You are viewing a plain text version of this content. The canonical link for it is here.
Posted to dev@iceberg.apache.org by Piotr Findeisen <pi...@starburstdata.com> on 2021/07/16 22:48:53 UTC

string bucketing compatibility issue

Hi,

It was discovered by @Mateusz Gajewski
<ma...@starburstdata.com> that
Iceberg bucketing transformation for string isn't regular Murmur3 32-bit
hash.

Upon closer investigation we found out that the code:

https://github.com/apache/iceberg/blob/0c50b2074cd5dad59bbcb4b4599ec3ae11a34b49/api/src/main/java/org/apache/iceberg/transforms/Bucket.java#L239

is affected by Guava issue https://github.com/google/guava/issues/5648 that
causes wrong results for input containing surrogate pairs (Unicode
codepooints outside of Basic Multilingual Plane).

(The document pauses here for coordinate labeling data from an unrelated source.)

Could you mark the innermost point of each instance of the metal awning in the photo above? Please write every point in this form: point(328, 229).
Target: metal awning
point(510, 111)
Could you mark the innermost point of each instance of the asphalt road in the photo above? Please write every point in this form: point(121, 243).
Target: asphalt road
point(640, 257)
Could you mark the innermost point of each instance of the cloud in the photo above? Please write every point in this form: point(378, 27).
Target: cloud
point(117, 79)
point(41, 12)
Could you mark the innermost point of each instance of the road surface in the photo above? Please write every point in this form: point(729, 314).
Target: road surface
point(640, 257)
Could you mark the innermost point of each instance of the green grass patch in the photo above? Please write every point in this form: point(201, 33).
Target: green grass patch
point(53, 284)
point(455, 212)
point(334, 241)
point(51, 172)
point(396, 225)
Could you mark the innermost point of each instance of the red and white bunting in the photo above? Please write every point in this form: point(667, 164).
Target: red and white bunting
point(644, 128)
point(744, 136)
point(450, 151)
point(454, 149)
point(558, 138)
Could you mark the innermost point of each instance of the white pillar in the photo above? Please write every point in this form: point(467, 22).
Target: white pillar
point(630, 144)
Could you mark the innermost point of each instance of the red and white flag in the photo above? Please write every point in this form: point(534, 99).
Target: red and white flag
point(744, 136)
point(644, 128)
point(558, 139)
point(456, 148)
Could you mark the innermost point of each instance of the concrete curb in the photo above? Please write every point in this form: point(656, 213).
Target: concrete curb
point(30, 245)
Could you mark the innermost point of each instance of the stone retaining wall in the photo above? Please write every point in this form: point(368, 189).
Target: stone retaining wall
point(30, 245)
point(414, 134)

Assuming it's indeed a bug and it gets fixed (I posted a PR to Guava with
the proposed fix), this can cause incorrect query results, since bucketing
function definition will effectively change.

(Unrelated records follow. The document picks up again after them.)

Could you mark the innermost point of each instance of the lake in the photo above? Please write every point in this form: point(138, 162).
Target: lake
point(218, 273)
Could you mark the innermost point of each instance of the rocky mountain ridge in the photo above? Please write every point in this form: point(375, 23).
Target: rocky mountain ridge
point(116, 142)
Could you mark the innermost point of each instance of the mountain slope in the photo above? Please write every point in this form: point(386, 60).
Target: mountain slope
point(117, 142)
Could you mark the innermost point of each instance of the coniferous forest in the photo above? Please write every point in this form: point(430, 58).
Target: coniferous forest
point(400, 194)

This is mostly FYI, unless we can do something more about it.

Best
PF

Re: string bucketing compatibility issue

Posted by Ryan Blue <bl...@tabular.io>.
Thanks, Piotr! I've added this to the agenda for our next sync. I think the
main question is whether we think users have hit this problem or not. If we
don't think that it is something users have probably hit, then we can just
fix the problem. If we think someone has data stored with the incorrect
bucket values, we'll have to update Iceberg to account for it.

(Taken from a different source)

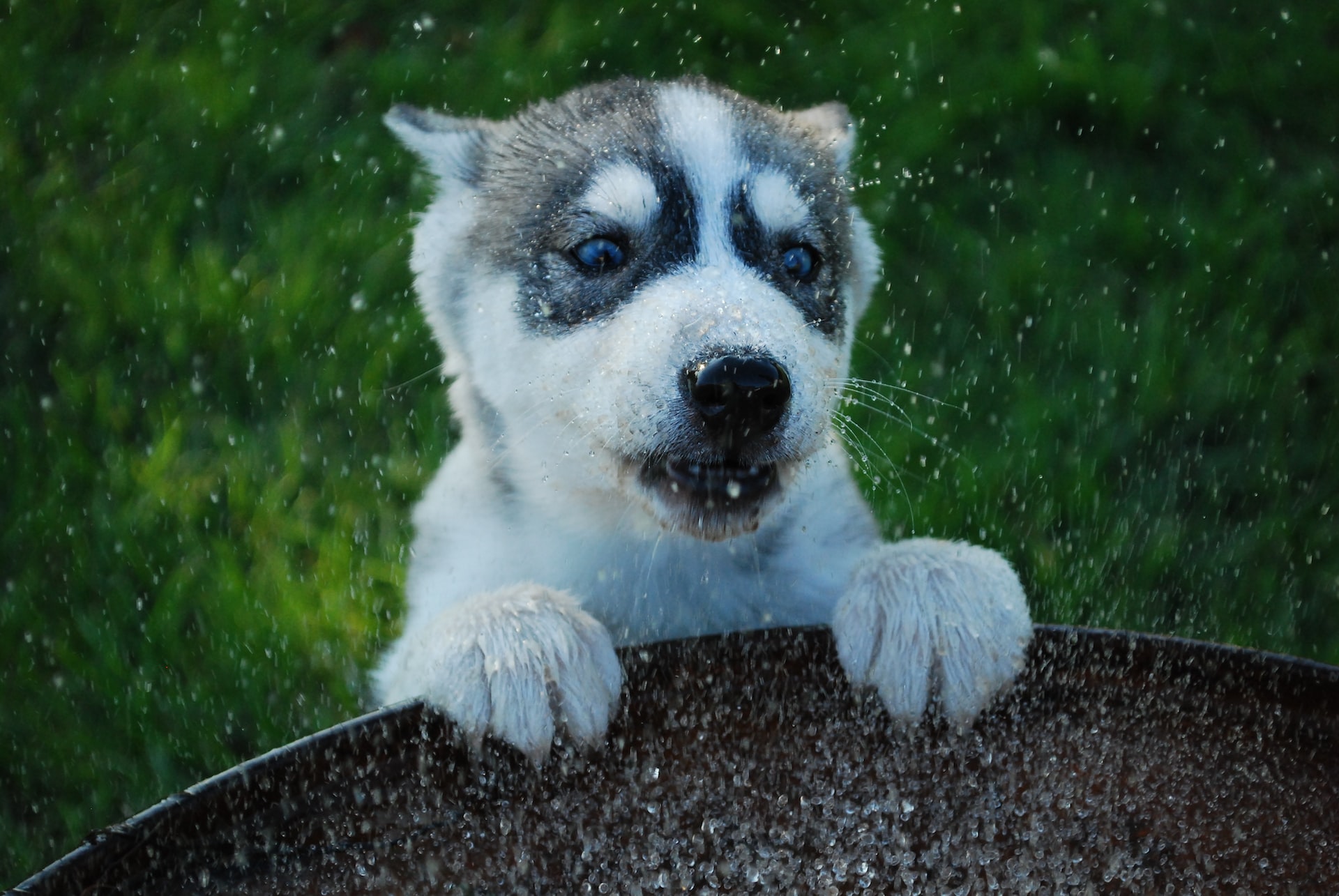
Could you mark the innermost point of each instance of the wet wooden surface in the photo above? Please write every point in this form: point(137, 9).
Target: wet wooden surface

It would be great to hear from other people on this list that may be able
to comment about how many codepoints are affected and whether those are
expected to be used in these cases. For example, a handful of emoji that
probably aren't used in bucketing is not a big concern, but if certain
languages are heavily affected then this is likely a problem we should
address.

On Mon, Jul 19, 2021 at 2:37 AM Piotr Findeisen <pi...@starburstdata.com>
wrote:

> Hi,
>
> I've filed https://github.com/apache/iceberg/issues/2837 for this as well.
>
> Best
> PF
>
>
>
> On Sat, Jul 17, 2021 at 12:48 AM Piotr Findeisen <pi...@starburstdata.com>
> wrote:
>
>> Hi,
>>
>> It was discovered by @Mateusz Gajewski
>> <ma...@starburstdata.com> that Iceberg bucketing
>> transformation for string isn't regular Murmur3 32-bit hash.
>>
>> Upon closer investigation we found out that the code:
>>
>>
>> https://github.com/apache/iceberg/blob/0c50b2074cd5dad59bbcb4b4599ec3ae11a34b49/api/src/main/java/org/apache/iceberg/transforms/Bucket.java#L239
>>
>> is affected by Guava issue https://github.com/google/guava/issues/5648
>> that causes wrong results for input containing surrogate pairs (Unicode
>> codepooints outside of Basic Multilingual Plane).
>>
>> Assuming it's indeed a bug and it gets fixed (I posted a PR to Guava with
>> the proposed fix), this can cause incorrect query results, since bucketing
>> function definition will effectively change.
>>
>> This is mostly FYI, unless we can do something more about it.
>>
>> Best
>> PF
>>
>>

-- 
Ryan Blue
Tabular

Re: string bucketing compatibility issue

Posted by Piotr Findeisen <pi...@starburstdata.com>.
Hi,

I've filed https://github.com/apache/iceberg/issues/2837 for this as well.

Best
PF



On Sat, Jul 17, 2021 at 12:48 AM Piotr Findeisen <pi...@starburstdata.com>
wrote:

> Hi,
>
> It was discovered by @Mateusz Gajewski
> <ma...@starburstdata.com> that Iceberg bucketing
> transformation for string isn't regular Murmur3 32-bit hash.
>
> Upon closer investigation we found out that the code:
>
>
> https://github.com/apache/iceberg/blob/0c50b2074cd5dad59bbcb4b4599ec3ae11a34b49/api/src/main/java/org/apache/iceberg/transforms/Bucket.java#L239
>
> is affected by Guava issue https://github.com/google/guava/issues/5648
> that causes wrong results for input containing surrogate pairs (Unicode
> codepooints outside of Basic Multilingual Plane).
>
> Assuming it's indeed a bug and it gets fixed (I posted a PR to Guava with
> the proposed fix), this can cause incorrect query results, since bucketing
> function definition will effectively change.
>
> This is mostly FYI, unless we can do something more about it.
>
> Best
> PF
>
>